Пятый портрет выполнен в топкой и изысканной манере. Г-н Прево-Парадоль понял, что в данном случае он имеет дело скорее с писателем, нежели с мыслителем. Очерк, посвященный им Лабрюйеру, — прежде всего литературное произведение. Это не значит, что ему не хватает глубины по части наблюдений или шпроты кругозора; но главная ценность этого очерка — в его стиле, в способе изложения, в новизне подхода к самому предмету. Лабрюйер, по его собственному выражению, «стремится лишь к тому, чтобы сделать человека разумным, но путями простыми и обычными». Я, со своей стороны, нахожу это высказывание более смелым, чем все пугающие речи Паскаля, который заявлял, что господь осеняет людей благодатью по своему произвольному выбору. Нет надобности доказывать здесь одаренность автора «Характеров»; всем известно его необычайное искусство живо и интересно излагать даже самые незначительные наблюдения. Но мне кажется, что на одном утверждении г-н Прево-Парадоль настаивает слишком категорично. Он уверяет, что Лабрюйер не был реформатором, и я ему охотно верю. Он добавляет, что этот писатель жил задолго до революции и потому никак не мог ее предчувствовать, — сам он был еще так крепко прикован к своему месту в социальной иерархии, что ему в голову не могла прийти возможность переворошить все сверху донизу. С этим тоже нельзя не согласиться. Но мне хотелось бы, чтобы г-н Прево-Парадоль сказал, что Лабрюйер уже принадлежит XVIII веку в силу того горячего негодования, которое вызывает в нем общественная несправедливость, и той проницательности, с которой он обнаруживает недуги человечества. Конечно, он не имел в виду подготовить девяносто третий год, но, так или иначе, оказался, наряду с Сен-Симоном, еще менее его догадывавшимся о своей роли, предтечей великого преобразовательного движения, которое опрокинуло обветшалую монархию, расшатанную собственными пороками. Он изучил нравы двора и написал на них сатиру, полную язвительной и горькой иронии; о дворе он говорит как о некоей далекой стране, не то чтобы совсем варварской, но вроде того, — во всяком случае, пьянство, разврат, низкое раболепие, ханжество еще не самое скверное, что в ней есть; он высмеивает даже самого короля, земного кумира, почитаемого в версальской часовне каждением, коим подобает чтить лишь господа бога.

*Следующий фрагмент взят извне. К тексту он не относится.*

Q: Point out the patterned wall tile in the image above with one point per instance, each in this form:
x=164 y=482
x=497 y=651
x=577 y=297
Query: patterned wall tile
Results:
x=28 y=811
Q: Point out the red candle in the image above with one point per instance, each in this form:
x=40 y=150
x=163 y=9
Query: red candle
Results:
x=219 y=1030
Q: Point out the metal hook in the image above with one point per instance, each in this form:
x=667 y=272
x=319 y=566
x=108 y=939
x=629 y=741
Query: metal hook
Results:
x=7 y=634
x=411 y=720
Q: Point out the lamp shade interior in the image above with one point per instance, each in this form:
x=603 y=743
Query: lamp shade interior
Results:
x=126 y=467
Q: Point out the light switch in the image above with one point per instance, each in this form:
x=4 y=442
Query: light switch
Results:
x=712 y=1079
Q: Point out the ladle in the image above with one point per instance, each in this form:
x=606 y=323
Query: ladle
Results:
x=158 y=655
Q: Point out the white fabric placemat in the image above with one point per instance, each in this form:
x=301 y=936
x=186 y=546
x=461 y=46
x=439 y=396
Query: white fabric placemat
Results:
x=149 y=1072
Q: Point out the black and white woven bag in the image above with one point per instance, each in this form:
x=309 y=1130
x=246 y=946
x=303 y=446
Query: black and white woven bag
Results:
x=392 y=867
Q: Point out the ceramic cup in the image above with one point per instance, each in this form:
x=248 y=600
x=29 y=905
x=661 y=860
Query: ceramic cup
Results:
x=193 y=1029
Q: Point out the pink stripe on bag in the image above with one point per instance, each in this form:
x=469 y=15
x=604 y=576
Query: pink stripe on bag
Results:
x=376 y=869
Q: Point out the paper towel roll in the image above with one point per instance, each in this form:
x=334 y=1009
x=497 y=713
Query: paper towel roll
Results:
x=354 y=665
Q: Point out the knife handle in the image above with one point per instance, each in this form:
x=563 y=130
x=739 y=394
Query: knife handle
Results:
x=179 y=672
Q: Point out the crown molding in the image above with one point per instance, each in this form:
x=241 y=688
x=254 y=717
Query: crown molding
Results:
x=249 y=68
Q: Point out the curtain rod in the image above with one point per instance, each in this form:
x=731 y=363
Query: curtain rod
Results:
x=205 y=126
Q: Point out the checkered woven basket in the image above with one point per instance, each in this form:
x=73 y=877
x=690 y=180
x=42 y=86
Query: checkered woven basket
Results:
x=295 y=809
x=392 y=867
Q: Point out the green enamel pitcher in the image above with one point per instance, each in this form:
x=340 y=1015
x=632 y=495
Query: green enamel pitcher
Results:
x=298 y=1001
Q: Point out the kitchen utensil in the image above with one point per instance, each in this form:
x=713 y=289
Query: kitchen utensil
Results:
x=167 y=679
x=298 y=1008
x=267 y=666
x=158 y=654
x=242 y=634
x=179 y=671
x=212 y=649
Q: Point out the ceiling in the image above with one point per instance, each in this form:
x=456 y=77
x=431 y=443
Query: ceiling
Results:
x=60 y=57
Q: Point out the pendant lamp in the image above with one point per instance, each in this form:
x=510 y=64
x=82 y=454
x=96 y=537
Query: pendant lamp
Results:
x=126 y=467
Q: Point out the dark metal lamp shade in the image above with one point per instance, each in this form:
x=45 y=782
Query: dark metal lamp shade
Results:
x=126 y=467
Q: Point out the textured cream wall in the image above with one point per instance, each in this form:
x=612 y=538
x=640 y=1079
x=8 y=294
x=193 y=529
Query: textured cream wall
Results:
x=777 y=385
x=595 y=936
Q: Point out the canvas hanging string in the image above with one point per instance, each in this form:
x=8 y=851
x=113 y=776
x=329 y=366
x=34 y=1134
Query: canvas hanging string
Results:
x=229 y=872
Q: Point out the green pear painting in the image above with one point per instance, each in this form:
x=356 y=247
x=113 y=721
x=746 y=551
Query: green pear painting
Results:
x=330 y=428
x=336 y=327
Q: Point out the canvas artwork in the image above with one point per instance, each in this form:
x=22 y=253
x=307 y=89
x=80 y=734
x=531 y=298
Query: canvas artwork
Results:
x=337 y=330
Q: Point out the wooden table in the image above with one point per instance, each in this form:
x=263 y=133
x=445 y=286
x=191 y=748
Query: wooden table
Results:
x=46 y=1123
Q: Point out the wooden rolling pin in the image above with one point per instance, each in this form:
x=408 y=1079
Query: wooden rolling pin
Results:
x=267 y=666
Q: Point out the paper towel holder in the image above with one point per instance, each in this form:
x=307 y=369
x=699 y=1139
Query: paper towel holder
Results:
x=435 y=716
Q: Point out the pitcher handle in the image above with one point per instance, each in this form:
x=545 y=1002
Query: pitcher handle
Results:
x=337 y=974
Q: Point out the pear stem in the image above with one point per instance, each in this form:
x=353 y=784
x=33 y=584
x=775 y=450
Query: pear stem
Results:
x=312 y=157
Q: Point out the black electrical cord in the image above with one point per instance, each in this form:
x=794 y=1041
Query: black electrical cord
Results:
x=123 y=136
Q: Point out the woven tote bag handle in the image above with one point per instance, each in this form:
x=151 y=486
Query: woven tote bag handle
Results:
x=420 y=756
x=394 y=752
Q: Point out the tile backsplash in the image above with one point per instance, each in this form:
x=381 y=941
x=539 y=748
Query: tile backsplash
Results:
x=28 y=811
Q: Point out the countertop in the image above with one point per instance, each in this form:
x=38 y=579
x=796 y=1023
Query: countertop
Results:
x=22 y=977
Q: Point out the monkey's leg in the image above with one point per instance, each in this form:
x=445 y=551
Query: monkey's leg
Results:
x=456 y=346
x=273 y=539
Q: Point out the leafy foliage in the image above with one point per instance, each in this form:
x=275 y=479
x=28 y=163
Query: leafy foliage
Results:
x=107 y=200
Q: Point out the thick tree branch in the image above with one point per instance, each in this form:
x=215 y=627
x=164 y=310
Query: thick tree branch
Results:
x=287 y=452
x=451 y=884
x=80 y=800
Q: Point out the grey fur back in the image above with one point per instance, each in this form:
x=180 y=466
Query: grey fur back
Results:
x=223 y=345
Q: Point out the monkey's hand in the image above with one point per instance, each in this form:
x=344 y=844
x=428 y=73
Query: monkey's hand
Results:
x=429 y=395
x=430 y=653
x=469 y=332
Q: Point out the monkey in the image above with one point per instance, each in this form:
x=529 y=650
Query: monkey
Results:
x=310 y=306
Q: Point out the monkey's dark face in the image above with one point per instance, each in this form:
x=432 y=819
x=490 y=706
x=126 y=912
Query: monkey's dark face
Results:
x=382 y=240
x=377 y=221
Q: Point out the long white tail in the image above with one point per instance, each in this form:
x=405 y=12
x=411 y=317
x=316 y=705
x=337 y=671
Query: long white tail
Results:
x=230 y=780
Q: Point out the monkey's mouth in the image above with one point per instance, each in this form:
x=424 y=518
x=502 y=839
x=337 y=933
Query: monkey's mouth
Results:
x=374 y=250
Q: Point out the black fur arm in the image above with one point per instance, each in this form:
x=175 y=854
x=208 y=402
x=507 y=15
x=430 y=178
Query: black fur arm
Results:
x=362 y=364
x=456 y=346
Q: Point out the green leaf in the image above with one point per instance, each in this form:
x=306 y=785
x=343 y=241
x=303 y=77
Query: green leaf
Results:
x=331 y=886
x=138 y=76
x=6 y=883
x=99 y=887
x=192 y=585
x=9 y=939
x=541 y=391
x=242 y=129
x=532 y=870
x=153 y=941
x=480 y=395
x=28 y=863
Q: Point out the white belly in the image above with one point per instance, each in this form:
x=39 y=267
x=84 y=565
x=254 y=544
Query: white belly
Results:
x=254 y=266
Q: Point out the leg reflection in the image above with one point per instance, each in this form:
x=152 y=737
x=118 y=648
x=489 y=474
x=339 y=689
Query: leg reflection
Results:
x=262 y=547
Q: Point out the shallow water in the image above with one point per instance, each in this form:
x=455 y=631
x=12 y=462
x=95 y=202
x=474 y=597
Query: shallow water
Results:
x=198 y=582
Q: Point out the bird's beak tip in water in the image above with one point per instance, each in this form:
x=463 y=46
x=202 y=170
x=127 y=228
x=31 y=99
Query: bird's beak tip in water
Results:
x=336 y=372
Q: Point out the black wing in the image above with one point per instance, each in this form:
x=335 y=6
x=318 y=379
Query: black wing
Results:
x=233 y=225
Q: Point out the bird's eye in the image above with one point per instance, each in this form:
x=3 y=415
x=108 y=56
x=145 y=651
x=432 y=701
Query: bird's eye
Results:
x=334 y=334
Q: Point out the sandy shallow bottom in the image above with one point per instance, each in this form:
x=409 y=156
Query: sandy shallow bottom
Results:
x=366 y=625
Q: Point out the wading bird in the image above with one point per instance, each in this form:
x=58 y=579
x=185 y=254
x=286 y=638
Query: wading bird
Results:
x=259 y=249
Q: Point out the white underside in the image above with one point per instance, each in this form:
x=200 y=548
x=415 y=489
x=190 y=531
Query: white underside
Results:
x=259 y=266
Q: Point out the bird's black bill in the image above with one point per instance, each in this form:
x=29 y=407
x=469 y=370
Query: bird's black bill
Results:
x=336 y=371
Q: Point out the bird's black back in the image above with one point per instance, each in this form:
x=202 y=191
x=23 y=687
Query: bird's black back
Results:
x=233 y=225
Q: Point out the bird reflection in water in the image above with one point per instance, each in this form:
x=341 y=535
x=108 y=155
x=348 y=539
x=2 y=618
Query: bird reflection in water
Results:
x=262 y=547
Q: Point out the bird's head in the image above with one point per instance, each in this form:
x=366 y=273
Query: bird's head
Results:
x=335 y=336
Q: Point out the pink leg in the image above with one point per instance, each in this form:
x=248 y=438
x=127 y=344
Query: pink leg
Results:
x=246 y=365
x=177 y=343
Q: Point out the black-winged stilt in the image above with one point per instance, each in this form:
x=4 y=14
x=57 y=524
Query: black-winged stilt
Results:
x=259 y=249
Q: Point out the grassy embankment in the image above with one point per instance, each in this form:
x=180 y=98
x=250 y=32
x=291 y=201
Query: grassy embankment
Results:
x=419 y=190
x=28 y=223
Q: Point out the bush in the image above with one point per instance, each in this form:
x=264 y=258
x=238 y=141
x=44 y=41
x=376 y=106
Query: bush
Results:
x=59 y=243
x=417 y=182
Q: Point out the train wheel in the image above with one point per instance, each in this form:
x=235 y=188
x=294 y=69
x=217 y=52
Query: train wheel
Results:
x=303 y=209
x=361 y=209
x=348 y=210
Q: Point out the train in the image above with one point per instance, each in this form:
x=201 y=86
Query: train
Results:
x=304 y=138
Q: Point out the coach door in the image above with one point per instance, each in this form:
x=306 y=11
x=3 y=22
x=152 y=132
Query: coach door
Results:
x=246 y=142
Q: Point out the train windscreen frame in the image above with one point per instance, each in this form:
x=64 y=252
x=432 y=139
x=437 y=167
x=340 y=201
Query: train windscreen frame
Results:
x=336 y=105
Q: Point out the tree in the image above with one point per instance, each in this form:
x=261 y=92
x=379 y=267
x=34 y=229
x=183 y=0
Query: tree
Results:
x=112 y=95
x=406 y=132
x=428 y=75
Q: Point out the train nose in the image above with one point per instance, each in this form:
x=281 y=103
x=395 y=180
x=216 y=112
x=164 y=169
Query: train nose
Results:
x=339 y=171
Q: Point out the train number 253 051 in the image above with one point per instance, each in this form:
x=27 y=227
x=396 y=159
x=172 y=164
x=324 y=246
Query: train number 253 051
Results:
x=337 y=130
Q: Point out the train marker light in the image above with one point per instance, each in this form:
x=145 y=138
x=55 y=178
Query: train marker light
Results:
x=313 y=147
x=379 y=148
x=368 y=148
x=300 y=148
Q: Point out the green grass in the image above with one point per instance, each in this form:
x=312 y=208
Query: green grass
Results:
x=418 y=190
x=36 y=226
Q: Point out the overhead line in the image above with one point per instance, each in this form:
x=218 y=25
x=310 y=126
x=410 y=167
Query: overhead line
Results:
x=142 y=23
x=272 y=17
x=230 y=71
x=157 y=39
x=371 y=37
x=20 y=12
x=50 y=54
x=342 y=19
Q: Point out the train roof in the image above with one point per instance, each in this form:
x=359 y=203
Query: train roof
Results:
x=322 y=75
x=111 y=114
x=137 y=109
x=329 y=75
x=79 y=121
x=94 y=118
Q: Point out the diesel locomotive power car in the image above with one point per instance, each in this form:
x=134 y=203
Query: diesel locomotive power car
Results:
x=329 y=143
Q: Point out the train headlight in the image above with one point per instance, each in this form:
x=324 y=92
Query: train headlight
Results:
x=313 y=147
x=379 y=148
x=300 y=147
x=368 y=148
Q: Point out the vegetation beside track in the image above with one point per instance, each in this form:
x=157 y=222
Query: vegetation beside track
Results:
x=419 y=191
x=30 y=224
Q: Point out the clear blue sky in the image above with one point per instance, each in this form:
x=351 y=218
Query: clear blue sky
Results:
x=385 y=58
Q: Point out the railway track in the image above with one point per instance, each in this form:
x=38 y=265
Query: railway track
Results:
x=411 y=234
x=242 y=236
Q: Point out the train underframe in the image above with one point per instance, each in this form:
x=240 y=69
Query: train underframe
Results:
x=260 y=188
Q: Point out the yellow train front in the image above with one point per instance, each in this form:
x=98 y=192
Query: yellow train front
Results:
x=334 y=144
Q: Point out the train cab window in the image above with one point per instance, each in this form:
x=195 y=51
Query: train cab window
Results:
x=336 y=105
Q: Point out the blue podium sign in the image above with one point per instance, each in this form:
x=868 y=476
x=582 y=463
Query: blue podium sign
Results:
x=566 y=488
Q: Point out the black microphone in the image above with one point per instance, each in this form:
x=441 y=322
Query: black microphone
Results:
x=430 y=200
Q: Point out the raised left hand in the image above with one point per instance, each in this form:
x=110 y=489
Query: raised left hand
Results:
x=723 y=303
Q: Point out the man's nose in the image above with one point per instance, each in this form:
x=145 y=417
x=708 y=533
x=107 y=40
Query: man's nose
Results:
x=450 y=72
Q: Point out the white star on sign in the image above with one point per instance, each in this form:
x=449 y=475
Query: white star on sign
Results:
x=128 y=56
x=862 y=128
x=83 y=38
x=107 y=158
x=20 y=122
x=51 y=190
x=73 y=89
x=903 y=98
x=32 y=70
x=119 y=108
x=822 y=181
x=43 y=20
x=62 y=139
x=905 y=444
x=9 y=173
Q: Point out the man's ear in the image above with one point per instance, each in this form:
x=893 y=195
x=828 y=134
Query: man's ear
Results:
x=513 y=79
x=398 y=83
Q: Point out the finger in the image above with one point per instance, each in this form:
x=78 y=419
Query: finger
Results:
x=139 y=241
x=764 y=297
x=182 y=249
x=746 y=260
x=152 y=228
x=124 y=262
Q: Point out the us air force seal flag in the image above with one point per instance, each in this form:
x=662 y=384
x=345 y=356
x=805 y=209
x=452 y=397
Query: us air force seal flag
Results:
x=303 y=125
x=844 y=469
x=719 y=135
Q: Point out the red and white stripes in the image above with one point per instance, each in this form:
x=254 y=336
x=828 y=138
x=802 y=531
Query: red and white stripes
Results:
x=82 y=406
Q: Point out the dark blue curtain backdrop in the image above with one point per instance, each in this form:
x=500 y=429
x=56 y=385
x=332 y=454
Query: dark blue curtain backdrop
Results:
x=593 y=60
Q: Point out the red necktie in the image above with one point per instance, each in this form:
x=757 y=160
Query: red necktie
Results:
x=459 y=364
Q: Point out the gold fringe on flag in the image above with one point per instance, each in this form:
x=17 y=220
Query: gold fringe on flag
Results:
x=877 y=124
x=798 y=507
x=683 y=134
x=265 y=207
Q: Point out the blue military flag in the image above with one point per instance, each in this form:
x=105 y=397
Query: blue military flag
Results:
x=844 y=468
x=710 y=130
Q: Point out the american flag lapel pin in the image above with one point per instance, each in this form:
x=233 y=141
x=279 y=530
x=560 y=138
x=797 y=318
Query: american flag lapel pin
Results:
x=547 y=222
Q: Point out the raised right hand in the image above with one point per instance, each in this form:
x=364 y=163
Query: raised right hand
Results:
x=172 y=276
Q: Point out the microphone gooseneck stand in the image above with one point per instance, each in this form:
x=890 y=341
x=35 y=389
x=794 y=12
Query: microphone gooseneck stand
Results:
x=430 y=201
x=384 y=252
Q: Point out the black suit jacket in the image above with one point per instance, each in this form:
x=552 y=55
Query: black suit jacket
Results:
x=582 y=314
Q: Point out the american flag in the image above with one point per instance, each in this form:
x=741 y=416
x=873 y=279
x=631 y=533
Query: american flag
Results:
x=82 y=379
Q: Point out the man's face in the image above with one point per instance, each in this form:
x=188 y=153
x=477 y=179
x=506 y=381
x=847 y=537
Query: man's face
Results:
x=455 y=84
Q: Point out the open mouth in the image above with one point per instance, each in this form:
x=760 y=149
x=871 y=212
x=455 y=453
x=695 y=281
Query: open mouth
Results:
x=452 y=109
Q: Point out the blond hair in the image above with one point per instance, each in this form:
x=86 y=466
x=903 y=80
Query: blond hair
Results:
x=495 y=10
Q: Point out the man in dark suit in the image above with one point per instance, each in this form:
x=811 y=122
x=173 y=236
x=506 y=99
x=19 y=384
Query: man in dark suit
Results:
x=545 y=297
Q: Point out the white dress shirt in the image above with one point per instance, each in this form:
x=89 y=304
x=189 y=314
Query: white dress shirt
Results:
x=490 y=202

В общем, Лабрюйер высмеивает людей, но не будоражит их, не наставляет их в вере или в скептицизме. Он в самом деле стремится сделать нас лучше, чем мы есть, пытаясь выполнить свою задачу наиболее приятным для нас образом. Чтение «Характеров» заставляет размышлять, но еще больше — улыбаться; порой изумляешься тонкости наблюдений автора, глубине некоторых его мыслей; он нравится — потому что у него нет предвзятых мнений, нет системы и он не ищет иного способа преподать нам добродетель, кроме описывания наших слабостей и недостатков.